Clean Claim Requirements

At Cigna, our goal is to process all claims at initial submission. Before we can process a claim, it must be a "clean" or complete claim submission, which includes the following information, when applicable:

  • COB claims should be billed in loops 2320 and 2330 in the electronic claim transaction (837).

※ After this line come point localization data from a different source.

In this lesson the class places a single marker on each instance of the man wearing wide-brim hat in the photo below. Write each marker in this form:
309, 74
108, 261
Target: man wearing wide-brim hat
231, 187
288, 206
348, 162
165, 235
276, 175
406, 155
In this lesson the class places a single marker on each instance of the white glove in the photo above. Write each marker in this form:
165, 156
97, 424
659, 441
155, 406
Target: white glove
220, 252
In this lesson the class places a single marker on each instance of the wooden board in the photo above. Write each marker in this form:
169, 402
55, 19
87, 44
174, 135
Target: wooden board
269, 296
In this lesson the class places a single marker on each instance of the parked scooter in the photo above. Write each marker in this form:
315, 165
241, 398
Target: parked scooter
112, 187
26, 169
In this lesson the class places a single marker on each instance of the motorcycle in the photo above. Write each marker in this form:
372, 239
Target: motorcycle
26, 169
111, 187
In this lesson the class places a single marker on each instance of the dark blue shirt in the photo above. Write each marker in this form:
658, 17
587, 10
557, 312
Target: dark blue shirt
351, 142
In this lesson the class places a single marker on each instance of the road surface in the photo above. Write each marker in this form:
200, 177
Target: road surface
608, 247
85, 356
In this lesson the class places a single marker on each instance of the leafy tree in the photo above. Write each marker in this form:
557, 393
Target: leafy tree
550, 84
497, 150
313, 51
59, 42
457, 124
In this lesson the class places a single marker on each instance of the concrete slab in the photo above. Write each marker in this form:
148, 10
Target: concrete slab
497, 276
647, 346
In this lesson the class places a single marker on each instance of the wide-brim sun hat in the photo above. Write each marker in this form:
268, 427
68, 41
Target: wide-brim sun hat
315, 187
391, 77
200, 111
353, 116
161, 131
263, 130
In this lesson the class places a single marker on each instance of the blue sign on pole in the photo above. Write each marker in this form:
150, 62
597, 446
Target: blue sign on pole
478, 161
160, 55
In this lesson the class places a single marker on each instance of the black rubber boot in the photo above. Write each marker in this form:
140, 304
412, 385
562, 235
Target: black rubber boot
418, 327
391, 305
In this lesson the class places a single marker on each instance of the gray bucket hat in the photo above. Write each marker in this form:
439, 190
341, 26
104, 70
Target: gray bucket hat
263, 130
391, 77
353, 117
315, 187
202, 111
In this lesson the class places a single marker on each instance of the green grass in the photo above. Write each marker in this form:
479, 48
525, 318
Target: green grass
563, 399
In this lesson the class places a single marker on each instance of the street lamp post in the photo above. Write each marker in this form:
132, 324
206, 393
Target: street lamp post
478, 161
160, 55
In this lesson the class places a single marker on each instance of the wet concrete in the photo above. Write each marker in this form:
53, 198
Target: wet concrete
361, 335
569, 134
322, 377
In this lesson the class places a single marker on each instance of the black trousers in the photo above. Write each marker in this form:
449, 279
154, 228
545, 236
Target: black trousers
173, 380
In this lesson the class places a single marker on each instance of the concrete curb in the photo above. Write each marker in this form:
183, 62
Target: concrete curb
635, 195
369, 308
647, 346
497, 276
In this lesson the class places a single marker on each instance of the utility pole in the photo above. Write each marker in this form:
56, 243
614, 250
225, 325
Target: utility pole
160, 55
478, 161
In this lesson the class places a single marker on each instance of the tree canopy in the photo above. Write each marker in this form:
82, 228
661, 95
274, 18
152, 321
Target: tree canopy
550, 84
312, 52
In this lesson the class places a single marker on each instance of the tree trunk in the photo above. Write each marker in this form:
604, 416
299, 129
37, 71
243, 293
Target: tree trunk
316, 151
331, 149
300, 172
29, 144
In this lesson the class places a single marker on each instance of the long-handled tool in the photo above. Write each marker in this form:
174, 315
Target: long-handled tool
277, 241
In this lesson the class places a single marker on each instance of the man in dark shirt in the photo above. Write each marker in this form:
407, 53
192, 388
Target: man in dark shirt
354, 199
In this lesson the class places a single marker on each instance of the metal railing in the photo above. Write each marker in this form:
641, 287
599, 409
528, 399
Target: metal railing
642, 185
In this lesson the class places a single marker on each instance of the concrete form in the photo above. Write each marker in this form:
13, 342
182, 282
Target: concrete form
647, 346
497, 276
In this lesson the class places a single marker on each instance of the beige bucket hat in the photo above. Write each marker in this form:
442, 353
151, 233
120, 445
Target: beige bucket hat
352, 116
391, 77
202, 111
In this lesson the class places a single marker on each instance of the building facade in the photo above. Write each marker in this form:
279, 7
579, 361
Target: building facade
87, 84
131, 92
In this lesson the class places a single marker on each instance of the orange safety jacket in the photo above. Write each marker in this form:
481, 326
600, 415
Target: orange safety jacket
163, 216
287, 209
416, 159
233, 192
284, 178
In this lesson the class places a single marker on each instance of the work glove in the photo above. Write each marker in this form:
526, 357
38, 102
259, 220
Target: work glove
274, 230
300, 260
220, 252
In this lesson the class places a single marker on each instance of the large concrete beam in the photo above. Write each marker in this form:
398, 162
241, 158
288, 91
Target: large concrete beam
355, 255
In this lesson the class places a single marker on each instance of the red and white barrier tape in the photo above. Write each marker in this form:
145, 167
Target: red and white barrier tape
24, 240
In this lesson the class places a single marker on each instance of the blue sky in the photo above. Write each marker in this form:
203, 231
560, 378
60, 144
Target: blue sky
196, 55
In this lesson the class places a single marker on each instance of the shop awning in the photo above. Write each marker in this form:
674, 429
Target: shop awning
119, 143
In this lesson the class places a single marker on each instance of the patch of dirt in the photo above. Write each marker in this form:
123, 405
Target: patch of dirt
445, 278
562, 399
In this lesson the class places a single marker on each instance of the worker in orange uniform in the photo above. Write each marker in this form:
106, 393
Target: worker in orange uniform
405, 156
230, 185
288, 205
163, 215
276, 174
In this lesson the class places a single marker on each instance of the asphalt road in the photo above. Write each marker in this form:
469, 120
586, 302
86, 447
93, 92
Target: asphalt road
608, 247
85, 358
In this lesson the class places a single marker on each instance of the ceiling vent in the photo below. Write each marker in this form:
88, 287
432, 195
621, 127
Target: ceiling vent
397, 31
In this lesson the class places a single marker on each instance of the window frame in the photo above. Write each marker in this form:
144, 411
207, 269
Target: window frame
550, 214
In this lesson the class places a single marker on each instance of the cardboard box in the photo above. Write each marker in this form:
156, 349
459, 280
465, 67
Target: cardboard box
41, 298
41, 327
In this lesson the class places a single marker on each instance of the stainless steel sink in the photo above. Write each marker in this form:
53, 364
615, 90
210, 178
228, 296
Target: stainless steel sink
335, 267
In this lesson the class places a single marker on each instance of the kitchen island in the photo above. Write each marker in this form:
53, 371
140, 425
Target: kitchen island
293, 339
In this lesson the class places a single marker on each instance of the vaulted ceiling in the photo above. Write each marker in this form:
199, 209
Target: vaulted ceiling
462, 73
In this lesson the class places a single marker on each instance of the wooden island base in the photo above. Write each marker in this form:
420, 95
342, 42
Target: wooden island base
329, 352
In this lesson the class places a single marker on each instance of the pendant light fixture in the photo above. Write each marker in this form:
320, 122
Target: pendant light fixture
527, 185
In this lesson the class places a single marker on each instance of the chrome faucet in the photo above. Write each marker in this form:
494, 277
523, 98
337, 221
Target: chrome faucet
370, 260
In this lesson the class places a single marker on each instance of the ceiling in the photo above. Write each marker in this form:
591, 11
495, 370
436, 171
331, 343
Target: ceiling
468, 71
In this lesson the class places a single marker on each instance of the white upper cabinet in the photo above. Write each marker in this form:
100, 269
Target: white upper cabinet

Values in those loops must balance with loop 2300 CLM02 Monetary Amount reported.
  • The paper Primary Carrier Explanation of Benefits (EOB) is not required when Cigna is the secondary payer and COB claims are submitted electronically.
  • Prescription for physical therapy
  • Itemization of dates for physical therapy from facility
  • Prosthesis invoice
  • Trip notes for ambulance transport
  • Standard Diagnostic Related Groupings (DRG) or Revenue codes (facility)
  • Standard Health Care Procedure Coding System (HCPCS) code sets and modifiers
  • Standard Current Procedural Terminology (CPT) code sets and modifiers
  • Standard International Classification of Diseases (ICD-10) codes, 10th revision
  • Accurate entries for all the fields of information contained in the UB-04 or CMS-1500 forms

Except As Noted, We Routinely Require Clinical Documentation At The Time A Claim Is Submitted For The Following Categories Of Claims To Be Considered Complete:

  • Codes appended with a modifier indicating additional or unusual services (such as 22, 23, 24, 53, 59, or 66)
    • Exception: The following modifiers do not require clinical records
      • Any HCPCS modifiers
      • CPT modifiers 25, 26, 52, 63, or 90
    • Codes to which an assistant or co-surgeon modifier is attached that do not normally require assistant or co-surgeons
    • An 'unlisted code' as defined in the Index of CPT under 'Unlisted Services and Procedures'
    • A code that is not otherwise specified (NOS)
    • A code that is not otherwise classified (NOC)
    • Procedures that are potentially cosmetic
    • Procedures that may be experimental/investigational/unproven
    • Procedures that are medically necessary for some indications and not for others
    • Services performed in an unexpected place of service, such as office services performed in an outpatient surgery center

    Types of clinical documentation that may be requested include:

    • ER notes
    • Facility notes
    • Anesthesia notes and time
    • Facility/MD notes
    • Operative notes
    • Radiology interpretation and report
    • Lab results
    • MD office notes

    Beyond the above categories, Cigna may require submission of clinical records before or after payment of claims for the purpose of investigating potential fraudulent, abusive, or other inappropriate billing practices, but only as long as there is reasonable basis for believing such investigation is warranted.

    This policy is not designed to limit Cigna's rights to require submission of medical records for precertification purposes.

    Note: State legislation and/or plan-specific language supersede Cigna administrative guidelines.